Poetry
The Search for You, my Twin
You left me to be in this harsh world on my own…
I am angry! So bitter and angry!
We agreed to do it together, but YOU reneged.
You did not discuss with me,
You did not negotiate with me,
You copped out! And literally just left.
You did not give me time to fix things, make things right, work it out.
You just literally up and went.
How do you expect me to do OUR gig, on my own?
How do you expect me to live without you?
Really! You think I can?
How can I!
You took OUR life and you ended it for us both.

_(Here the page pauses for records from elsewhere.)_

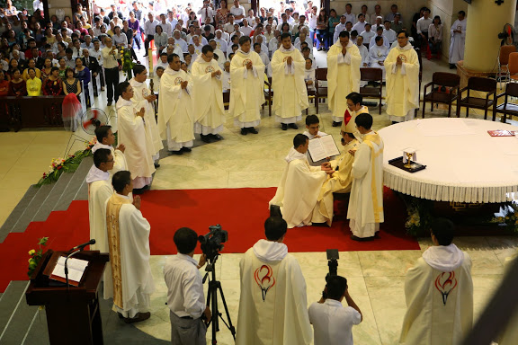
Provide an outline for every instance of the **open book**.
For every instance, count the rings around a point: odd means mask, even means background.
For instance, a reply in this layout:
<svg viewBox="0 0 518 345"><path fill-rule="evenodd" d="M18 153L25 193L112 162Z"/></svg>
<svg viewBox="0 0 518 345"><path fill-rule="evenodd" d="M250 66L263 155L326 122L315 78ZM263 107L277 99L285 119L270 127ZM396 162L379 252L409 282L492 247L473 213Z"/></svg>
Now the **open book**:
<svg viewBox="0 0 518 345"><path fill-rule="evenodd" d="M324 136L309 140L308 151L313 162L340 155L333 136Z"/></svg>
<svg viewBox="0 0 518 345"><path fill-rule="evenodd" d="M49 278L51 279L61 281L63 283L67 282L65 276L66 259L66 256L59 256L59 259L58 259L58 262L56 262L56 266L50 274ZM78 287L81 279L85 274L85 270L86 270L86 267L88 267L88 261L85 260L70 258L68 259L68 261L67 261L67 266L68 267L68 284L74 287Z"/></svg>

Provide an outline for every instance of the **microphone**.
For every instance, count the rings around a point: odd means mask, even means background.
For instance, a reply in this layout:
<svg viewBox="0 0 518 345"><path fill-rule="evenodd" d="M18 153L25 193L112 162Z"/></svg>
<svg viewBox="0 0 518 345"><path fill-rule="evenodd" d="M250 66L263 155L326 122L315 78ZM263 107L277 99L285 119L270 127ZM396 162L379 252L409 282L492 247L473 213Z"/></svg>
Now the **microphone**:
<svg viewBox="0 0 518 345"><path fill-rule="evenodd" d="M85 246L90 245L90 244L95 244L95 240L94 240L94 239L91 239L90 241L88 241L88 242L85 243L83 243L83 244L79 244L79 245L75 246L74 248L72 248L72 249L69 250L68 252L73 252L73 251L75 251L75 250L76 250L76 249L78 249L79 251L82 251L82 250L85 249Z"/></svg>

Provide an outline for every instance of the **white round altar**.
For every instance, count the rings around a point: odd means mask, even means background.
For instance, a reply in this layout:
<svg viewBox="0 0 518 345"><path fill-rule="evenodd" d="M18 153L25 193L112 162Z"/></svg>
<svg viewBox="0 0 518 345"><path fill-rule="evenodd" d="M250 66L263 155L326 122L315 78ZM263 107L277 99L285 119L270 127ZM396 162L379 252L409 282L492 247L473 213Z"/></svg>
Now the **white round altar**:
<svg viewBox="0 0 518 345"><path fill-rule="evenodd" d="M518 127L475 119L424 119L388 126L383 138L383 182L391 190L436 201L504 202L518 199L518 137L488 130ZM405 149L426 169L407 172L388 164Z"/></svg>

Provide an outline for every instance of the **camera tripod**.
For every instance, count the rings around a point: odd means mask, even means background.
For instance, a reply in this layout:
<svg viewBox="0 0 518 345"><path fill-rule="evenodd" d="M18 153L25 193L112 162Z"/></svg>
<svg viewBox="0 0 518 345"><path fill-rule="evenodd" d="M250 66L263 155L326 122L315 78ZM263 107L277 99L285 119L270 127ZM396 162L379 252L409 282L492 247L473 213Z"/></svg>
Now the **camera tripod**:
<svg viewBox="0 0 518 345"><path fill-rule="evenodd" d="M234 341L236 341L236 327L232 325L232 320L230 320L230 314L228 313L228 307L227 306L227 301L225 300L225 295L223 294L223 288L221 288L221 282L216 279L216 261L219 254L214 256L213 259L209 259L209 265L207 265L207 269L205 270L205 277L203 278L203 284L205 284L205 280L209 278L209 290L207 291L207 305L210 306L210 312L212 313L212 317L210 318L210 322L207 325L207 327L212 326L212 344L217 344L218 341L216 339L216 333L219 332L219 318L227 328L232 333L232 337L234 337ZM209 276L209 273L211 272L211 277ZM227 322L223 318L221 313L218 309L218 292L221 296L221 301L223 302L223 306L225 307L225 314L227 314Z"/></svg>

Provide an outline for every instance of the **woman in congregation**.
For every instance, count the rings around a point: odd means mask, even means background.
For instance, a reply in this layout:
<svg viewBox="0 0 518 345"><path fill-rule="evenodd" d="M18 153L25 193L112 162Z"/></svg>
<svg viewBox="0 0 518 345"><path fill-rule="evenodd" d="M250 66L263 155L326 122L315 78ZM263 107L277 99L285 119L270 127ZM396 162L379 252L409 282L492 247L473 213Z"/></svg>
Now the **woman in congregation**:
<svg viewBox="0 0 518 345"><path fill-rule="evenodd" d="M36 71L34 68L29 68L29 78L27 79L27 95L37 97L41 95L41 79L36 77Z"/></svg>
<svg viewBox="0 0 518 345"><path fill-rule="evenodd" d="M90 108L91 102L90 93L88 92L88 84L92 79L92 75L90 75L90 70L88 67L83 66L83 60L81 58L76 58L76 77L83 82L83 87L85 88L85 102L86 103L86 108Z"/></svg>
<svg viewBox="0 0 518 345"><path fill-rule="evenodd" d="M41 68L41 83L45 83L45 80L50 75L52 72L52 60L49 58L45 58L43 61L43 66Z"/></svg>
<svg viewBox="0 0 518 345"><path fill-rule="evenodd" d="M63 94L63 83L59 78L59 68L52 67L52 72L43 84L43 94L46 96L58 96Z"/></svg>
<svg viewBox="0 0 518 345"><path fill-rule="evenodd" d="M15 69L11 75L9 82L9 95L22 97L27 95L27 84L22 78L22 73L19 69Z"/></svg>

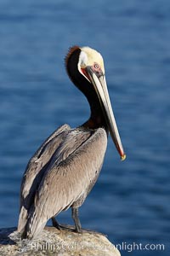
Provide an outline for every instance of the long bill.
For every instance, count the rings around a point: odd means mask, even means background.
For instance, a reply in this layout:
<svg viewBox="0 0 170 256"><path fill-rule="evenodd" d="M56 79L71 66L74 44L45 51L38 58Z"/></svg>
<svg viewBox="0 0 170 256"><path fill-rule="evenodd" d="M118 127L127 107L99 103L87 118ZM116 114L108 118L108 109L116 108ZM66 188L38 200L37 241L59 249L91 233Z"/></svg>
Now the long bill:
<svg viewBox="0 0 170 256"><path fill-rule="evenodd" d="M111 108L105 77L104 74L98 75L95 72L93 71L91 67L86 67L86 73L88 73L90 82L93 84L95 91L98 95L99 102L101 104L102 111L104 113L104 116L105 118L105 121L109 128L109 131L116 145L116 148L121 156L121 160L124 160L126 159L126 154L124 153L116 122Z"/></svg>

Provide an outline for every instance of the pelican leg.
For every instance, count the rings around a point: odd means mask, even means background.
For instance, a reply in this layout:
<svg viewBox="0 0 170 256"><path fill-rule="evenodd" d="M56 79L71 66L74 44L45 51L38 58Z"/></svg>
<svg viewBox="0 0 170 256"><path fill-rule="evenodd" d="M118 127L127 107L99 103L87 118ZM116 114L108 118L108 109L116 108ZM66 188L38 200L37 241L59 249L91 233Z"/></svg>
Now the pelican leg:
<svg viewBox="0 0 170 256"><path fill-rule="evenodd" d="M75 226L76 226L75 230L77 233L81 233L82 226L78 217L78 208L71 208L71 210L72 210L72 218L74 220Z"/></svg>
<svg viewBox="0 0 170 256"><path fill-rule="evenodd" d="M54 227L55 227L56 229L58 229L59 230L61 230L61 226L59 224L59 223L56 221L54 217L52 217L51 218L52 220L52 224Z"/></svg>

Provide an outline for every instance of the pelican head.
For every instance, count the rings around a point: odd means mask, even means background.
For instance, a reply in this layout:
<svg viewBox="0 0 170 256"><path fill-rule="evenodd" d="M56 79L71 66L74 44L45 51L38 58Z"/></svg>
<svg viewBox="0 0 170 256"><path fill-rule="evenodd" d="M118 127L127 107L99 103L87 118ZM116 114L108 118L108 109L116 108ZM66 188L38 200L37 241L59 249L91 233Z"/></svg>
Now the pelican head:
<svg viewBox="0 0 170 256"><path fill-rule="evenodd" d="M107 90L102 55L89 47L74 46L70 49L65 58L65 66L72 82L86 95L91 109L95 108L94 105L97 104L97 102L92 102L94 97L92 98L91 95L95 94L97 96L99 108L107 125L106 128L110 133L122 160L125 160L126 154Z"/></svg>

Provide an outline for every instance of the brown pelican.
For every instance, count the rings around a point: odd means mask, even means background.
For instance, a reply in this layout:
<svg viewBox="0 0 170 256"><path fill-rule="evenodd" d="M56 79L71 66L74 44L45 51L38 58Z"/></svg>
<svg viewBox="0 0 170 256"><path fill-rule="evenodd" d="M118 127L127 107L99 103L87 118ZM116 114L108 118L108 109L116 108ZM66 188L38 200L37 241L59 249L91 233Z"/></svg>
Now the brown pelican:
<svg viewBox="0 0 170 256"><path fill-rule="evenodd" d="M89 47L74 46L65 58L68 75L85 95L90 118L71 129L57 129L28 162L20 189L18 231L22 238L35 238L52 218L71 207L76 231L81 231L80 207L94 187L107 146L109 132L121 159L126 155L114 118L101 55ZM78 106L77 106L78 108Z"/></svg>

I can't live fully without you.
I can't make it on my own.
I am not meant to be on my own!
It is not how it was meant to be!
Come back! Come back!
Every day I wandered the streets looking for you…
Taking myself to places I should never have gone alone,
In search of you and you only.
- I never found you.
Then I started looking for you in people.
In every face, in the sparkle of an eye.
The tone of a voice. In an embrace.
I thought I saw you. Looking back at me, with your loving, loving eyes.
I thought I felt you.
I felt safe again. I felt secure. I felt whole and complete.
But it was not you. And they went on their way.
The pain of it not being you was so immense.
So deep. So raw… and so very very devastating.
I felt like I was dead too. But sadly I was not.
I wanted to die. I wanted to join you. I wanted to go home to you.
It has been so very hard to stay here without you.
I long to be with you.
I long to be known in the way that only you can know me.
I long to be known in the way that only you can know me.